Dans l’esprit de la parole apportant le glaive**
Préambule
Nous, hommes et femmes conscients d’appartenir à une seule humanité, reconnaissons que les liens du sang, du clan, de la tribu, de la nation, ont souvent été érigés en murs séparant les êtres, justifiant la méfiance, le rejet et la guerre.
Une voix ancienne a retenti : « Je suis venu apporter le glaive pour séparer l’homme de son père, la fille de sa mère… »
Ce glaive n’est pas celui de la haine, mais celui de la vérité : il coupe ce qui enferme pour libérer ce qui unit.
Il révèle que notre plus profonde famille n’est pas celle du sang, mais celle du souffle commun, de la dignité partagée, de la compassion active.
Article 1 – De l’identité
Chaque être humain porte deux naissances :
– Une naissance particulière, par le sang, la terre, la culture, qu’il doit honorer sans en être prisonnier.
– Une naissance universelle, par son humanité même, qui le lie à tout autre être humain, au-delà de toute frontière.
Aucune identité particulière ne doit prévaloir sur l’identité commune.
Article 2 – Du lien élargi
La famille biologique est une école d’amour, mais ne doit pas être un cercle fermé.
Son accomplissement est de s’ouvrir, d’accueillir, de se considérer comme une cellule d’un corps plus grand : celui de l’humanité.

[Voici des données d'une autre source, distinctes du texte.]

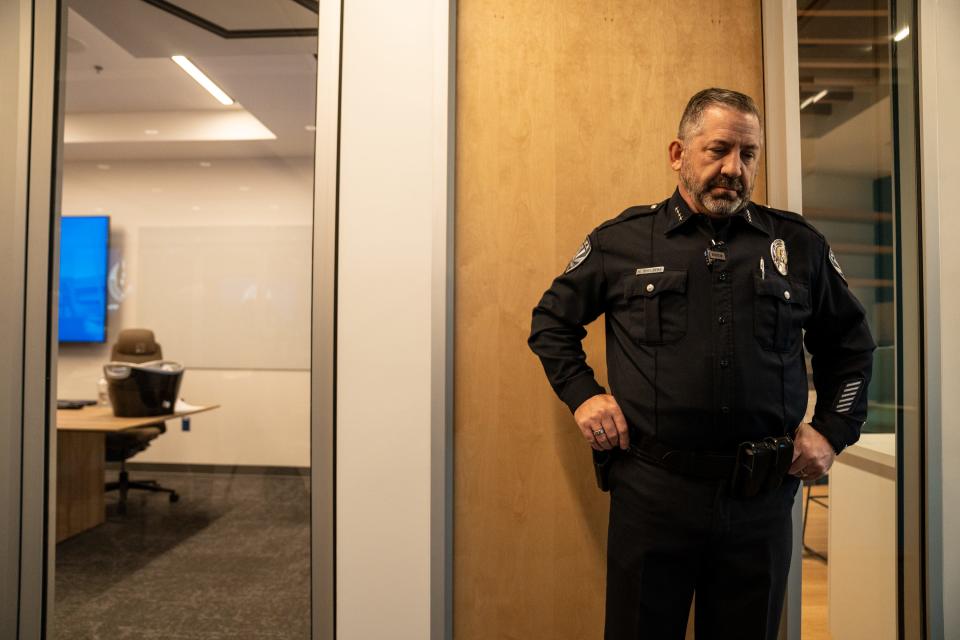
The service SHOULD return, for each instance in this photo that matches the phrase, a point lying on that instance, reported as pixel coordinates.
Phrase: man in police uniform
(706, 297)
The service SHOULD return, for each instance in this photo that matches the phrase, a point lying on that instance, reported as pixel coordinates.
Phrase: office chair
(135, 346)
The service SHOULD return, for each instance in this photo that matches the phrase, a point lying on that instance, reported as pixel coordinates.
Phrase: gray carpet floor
(230, 560)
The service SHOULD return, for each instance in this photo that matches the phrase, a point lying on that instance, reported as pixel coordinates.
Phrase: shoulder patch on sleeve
(847, 395)
(836, 265)
(581, 255)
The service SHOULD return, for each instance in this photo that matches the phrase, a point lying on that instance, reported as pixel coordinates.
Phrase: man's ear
(675, 151)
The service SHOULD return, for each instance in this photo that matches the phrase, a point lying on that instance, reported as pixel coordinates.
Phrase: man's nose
(732, 167)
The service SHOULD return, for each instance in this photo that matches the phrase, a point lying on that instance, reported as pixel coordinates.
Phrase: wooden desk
(81, 462)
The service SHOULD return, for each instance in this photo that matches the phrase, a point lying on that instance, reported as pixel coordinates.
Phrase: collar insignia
(778, 253)
(582, 254)
(836, 265)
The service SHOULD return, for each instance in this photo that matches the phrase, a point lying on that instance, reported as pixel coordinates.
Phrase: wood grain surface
(564, 112)
(80, 479)
(102, 418)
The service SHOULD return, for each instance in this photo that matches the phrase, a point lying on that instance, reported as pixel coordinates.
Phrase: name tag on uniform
(643, 272)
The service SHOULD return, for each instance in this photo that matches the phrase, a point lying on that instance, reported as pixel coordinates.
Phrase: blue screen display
(84, 243)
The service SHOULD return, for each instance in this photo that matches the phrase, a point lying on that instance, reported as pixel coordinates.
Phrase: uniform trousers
(671, 536)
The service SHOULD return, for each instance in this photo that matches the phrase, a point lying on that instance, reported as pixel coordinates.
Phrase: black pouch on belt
(783, 458)
(755, 461)
(602, 461)
(761, 466)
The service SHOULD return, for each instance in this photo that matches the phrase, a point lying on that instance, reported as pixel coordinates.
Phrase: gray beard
(716, 206)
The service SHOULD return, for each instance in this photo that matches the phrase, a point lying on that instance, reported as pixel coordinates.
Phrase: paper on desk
(182, 405)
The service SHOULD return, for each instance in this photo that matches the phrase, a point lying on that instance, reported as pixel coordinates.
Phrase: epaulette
(789, 216)
(634, 212)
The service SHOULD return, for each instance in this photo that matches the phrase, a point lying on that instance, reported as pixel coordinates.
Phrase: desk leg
(80, 480)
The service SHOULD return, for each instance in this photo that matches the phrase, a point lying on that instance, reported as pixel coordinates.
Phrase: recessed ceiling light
(813, 99)
(203, 80)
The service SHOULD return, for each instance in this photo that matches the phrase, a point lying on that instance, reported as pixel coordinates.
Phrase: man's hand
(812, 454)
(602, 423)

Tout enfant du monde est aussi notre enfant. Tout vieillard du monde est aussi notre parent.
Article 3 – De la loyauté critique
Nous devons vigilance et respect à nos pères, mères, ancêtres, traditions.
Mais lorsque ceux-ci enseignent la séparation, la supériorité, le rejet de l’autre, notre devoir est de choisir la fraternité large.
Le « glaive » est ce courage de rompre avec la loi du clan quand elle contredit la loi du cœur humain.
Article 4 – Des institutions
Aucune institution — religieuse, politique, nationale — ne peut s’arroger le droit de diviser l’humanité en « nous » contre « eux ».
Les structures sociales doivent servir à protéger chaque personne, non à perpétuer les privilèges de groupe.
Article 5 – De la paix véritable
La paix ne sera pas l’absence de conflit entre tribus ou nations, mais la conscience active que le bien de l’un ne peut se construire sur le mal de l’autre.
La paix naît du dépassement des appartenances étroites, par le dialogue, le partage, la reconnaissance mutuelle.
Article 6 – De l’action au quotidien
– Voir en tout étranger un frère, une sœur en humanité.
– Enseigner aux enfants l’histoire globale, les souffrances et les espoirs de tous les peuples.
– Refuser les discours qui essentialisent les différences.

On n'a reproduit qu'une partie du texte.